Aus gut 40 jährigerer Erfahrung kann ich mit ruhigen Gewissen sagen, dass es Funktionsträger gibt, die unterhalten sich mit ihren "Wählern" nur wenn eine Neuwahl ansteht. Hier ist es das gleiche .... Der Mensch (hier Angler, woander z.B. Gewerkschaftler) fängt erst beim Vereinsvorsitzenden (woanders Ortsgruppenvorsteher) an ....


----------



## GandRalf (9. April 2015)

*AW: Offener Brief an Frau Dr. Happach-Kasan und die Mitgliedsverbände des DAFV*

Definiere bitte "Unterhalten".:q


----------



## RuhrfischerPG (9. April 2015)

*AW: Offener Brief an Frau Dr. Happach-Kasan und die Mitgliedsverbände des DAFV*



GandRalf schrieb:


> Definiere bitte "Unterhalten".:q



Böööse


----------



## Knispel (9. April 2015)

*AW: Offener Brief an Frau Dr. Happach-Kasan und die Mitgliedsverbände des DAFV*



GandRalf schrieb:


> Definiere bitte "Unterhalten".:q



Diese kann verbal in einer öffentlichen Sitzung oder schriftlich über ein Forum erfolgen bzw. wie bei unserem BV über nicht beachten der Realität oder leben in einer selbstgemachten heilen (Traum) Welt - das denn aber ein Unterhaltungswert in der Realen darstellt . Es kann aber auch ein gewisser Grad von Autismus sein , denn tut es mir nur leid .


----------



## GandRalf (9. April 2015)

*AW: Offener Brief an Frau Dr. Happach-Kasan und die Mitgliedsverbände des DAFV*

Eine Unterhaltung zu verweigern, bzw. nicht einzugehen, hat einen gewissen Unterhaltungswert!


----------



## RuhrfischerPG (9. April 2015)

*AW: Offener Brief an Frau Dr. Happach-Kasan und die Mitgliedsverbände des DAFV*

Unterhalten im anderen Sinne klappt beim DAFV auch rein materiell über € der Mitglieder 

Man könnte mangels Gegenleistung auch guten Gewissens von durchschnorren reden.

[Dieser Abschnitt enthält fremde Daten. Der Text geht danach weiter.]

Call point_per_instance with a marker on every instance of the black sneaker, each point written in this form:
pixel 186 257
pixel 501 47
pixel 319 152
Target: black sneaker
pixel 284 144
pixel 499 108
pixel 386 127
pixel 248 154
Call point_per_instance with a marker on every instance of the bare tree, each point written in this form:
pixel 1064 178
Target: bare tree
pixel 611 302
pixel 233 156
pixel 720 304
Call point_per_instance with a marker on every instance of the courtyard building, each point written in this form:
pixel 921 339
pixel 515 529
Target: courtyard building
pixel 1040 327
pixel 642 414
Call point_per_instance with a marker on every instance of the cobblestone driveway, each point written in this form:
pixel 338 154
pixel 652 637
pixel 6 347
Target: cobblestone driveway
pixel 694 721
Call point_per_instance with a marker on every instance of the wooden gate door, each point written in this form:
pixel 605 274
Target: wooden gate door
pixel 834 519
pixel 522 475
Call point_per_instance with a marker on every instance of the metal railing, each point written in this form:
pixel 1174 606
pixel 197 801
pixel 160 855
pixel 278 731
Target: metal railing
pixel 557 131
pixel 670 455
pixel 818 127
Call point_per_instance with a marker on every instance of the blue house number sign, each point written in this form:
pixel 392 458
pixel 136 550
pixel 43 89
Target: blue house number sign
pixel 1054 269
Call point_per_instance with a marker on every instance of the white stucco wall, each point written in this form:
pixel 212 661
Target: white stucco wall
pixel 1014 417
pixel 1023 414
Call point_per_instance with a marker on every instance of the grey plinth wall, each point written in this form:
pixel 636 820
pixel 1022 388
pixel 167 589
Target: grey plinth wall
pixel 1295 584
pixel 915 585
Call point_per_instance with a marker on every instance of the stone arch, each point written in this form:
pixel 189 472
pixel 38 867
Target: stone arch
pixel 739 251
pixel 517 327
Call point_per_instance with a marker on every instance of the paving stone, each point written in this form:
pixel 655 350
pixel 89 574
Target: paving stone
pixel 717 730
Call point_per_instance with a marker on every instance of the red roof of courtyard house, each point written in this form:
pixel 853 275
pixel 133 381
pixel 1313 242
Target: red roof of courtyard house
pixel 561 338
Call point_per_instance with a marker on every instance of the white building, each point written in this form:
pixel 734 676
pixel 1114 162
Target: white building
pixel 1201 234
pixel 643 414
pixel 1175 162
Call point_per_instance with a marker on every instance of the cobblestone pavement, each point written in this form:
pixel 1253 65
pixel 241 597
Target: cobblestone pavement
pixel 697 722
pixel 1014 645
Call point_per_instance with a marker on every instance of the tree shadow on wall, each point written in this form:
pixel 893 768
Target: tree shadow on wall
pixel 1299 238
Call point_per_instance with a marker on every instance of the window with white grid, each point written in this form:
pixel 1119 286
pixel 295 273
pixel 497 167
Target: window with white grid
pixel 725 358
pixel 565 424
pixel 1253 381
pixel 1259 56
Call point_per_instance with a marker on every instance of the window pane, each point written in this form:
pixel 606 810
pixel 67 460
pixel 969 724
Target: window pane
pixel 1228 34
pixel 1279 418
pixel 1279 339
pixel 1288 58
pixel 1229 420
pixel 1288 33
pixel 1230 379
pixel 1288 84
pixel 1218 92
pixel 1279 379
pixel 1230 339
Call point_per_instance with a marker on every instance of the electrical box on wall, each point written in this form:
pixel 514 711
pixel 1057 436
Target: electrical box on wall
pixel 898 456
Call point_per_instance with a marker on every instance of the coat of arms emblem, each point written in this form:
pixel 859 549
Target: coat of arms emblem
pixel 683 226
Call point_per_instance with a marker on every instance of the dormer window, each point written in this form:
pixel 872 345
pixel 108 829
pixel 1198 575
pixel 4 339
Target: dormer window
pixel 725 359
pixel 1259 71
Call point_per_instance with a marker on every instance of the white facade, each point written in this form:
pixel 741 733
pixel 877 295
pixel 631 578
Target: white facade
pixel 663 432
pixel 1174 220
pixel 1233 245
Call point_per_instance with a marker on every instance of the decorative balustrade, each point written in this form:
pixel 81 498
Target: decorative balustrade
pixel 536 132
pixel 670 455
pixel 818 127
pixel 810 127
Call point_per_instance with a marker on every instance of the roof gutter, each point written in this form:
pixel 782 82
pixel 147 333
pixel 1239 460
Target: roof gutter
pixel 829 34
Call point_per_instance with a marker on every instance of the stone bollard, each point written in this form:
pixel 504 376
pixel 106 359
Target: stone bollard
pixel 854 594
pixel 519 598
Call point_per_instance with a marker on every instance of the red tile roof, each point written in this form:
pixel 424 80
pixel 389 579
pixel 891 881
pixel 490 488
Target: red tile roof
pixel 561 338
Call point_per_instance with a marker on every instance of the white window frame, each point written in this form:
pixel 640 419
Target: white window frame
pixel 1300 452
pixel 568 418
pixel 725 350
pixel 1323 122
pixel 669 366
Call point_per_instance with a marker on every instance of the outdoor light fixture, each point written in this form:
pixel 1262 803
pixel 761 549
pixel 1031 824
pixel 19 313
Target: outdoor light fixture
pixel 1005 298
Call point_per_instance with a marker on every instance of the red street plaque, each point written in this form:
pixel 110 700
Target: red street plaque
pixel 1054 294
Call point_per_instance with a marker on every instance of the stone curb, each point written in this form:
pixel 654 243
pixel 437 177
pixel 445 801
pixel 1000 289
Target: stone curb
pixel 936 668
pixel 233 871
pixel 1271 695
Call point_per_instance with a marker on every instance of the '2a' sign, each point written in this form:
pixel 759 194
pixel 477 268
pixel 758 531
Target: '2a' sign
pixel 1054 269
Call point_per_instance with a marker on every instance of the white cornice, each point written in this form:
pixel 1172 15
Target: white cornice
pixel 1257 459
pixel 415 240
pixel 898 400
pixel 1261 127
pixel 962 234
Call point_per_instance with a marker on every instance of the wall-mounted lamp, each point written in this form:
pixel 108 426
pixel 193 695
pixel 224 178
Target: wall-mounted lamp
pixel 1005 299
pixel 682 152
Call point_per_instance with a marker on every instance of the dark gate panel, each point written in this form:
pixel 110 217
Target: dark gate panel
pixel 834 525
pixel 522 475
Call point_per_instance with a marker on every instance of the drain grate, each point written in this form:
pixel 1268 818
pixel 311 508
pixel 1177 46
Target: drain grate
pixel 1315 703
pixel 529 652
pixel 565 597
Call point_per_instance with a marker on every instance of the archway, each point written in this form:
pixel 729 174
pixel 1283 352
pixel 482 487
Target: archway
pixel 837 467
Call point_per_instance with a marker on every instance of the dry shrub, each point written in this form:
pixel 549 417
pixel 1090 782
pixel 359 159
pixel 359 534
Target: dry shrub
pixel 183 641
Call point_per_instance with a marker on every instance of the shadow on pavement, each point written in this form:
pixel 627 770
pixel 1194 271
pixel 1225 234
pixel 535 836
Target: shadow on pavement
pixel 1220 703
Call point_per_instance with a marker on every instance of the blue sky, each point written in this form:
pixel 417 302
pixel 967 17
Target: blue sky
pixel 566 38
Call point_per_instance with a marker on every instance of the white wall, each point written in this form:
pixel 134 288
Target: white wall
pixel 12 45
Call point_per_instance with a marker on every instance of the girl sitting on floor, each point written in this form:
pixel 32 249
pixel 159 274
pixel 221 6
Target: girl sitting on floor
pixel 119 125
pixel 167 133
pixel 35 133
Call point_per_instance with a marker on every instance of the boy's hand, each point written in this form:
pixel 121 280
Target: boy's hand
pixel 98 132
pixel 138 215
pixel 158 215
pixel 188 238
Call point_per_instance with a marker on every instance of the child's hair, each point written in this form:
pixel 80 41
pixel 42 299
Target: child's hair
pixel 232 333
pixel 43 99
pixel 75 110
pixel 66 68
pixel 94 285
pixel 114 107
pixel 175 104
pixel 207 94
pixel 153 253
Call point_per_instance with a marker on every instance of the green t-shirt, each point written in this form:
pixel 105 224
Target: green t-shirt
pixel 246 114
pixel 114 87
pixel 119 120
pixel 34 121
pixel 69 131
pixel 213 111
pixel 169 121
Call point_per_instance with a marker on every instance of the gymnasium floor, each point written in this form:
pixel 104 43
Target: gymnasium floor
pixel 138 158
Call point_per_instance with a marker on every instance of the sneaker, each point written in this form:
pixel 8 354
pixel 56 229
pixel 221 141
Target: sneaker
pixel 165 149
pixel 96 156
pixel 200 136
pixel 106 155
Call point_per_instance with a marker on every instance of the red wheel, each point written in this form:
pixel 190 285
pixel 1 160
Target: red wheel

Aber die Mehrheit der Alimentierer wollte dieses DAFV Kind ja anscheinend genau so


----------



## Riesenangler (9. April 2015)

*AW: Offener Brief an Frau Dr. Happach-Kasan und die Mitgliedsverbände des DAFV*

Im Falle des DAFV ist das kein Durchschnorren, sondern eher ein Unterschlagen von Leistungen.


----------



## kati48268 (9. April 2015)

*AW: Offener Brief an Frau Dr. Happach-Kasan und die Mitgliedsverbände des DAFV*



Riesenangler schrieb:


> ... sondern eher ein Unterschlagen von Leistungen.


Exakt.

 So mal aus privater Sicht, oder aus Sicht eines Vereinsvorstands:
 Was macht man, wenn ein Dienstleister seine Leistung 2 Jahre lang nicht ansatzweise bringt, obwohl er bezahlt wurde?
 Gibt man dem dann noch mal ein, zwei Jahre?
 Legt man noch einmal eine Schüppe Kohle obendrauf, damit dann irgendwann mal eventuell...?
 Nein!
 Man schmeißt ihn raus!

 Leider verstehen viele Vorstände die Verbände nicht als Dienstleister, sondern als eine Art 'Obrigkeit'.
 Das ist nicht nur falsch, sondern auch noch blöd & verantwortungslos gegenüber den Mitgliedern.


----------



## Thomas9904 (9. April 2015)

*AW: Offener Brief an Frau Dr. Happach-Kasan und die Mitgliedsverbände des DAFV*

Nicht gegenüber den Mitgliedern (=Landes- und Spezialverbände)..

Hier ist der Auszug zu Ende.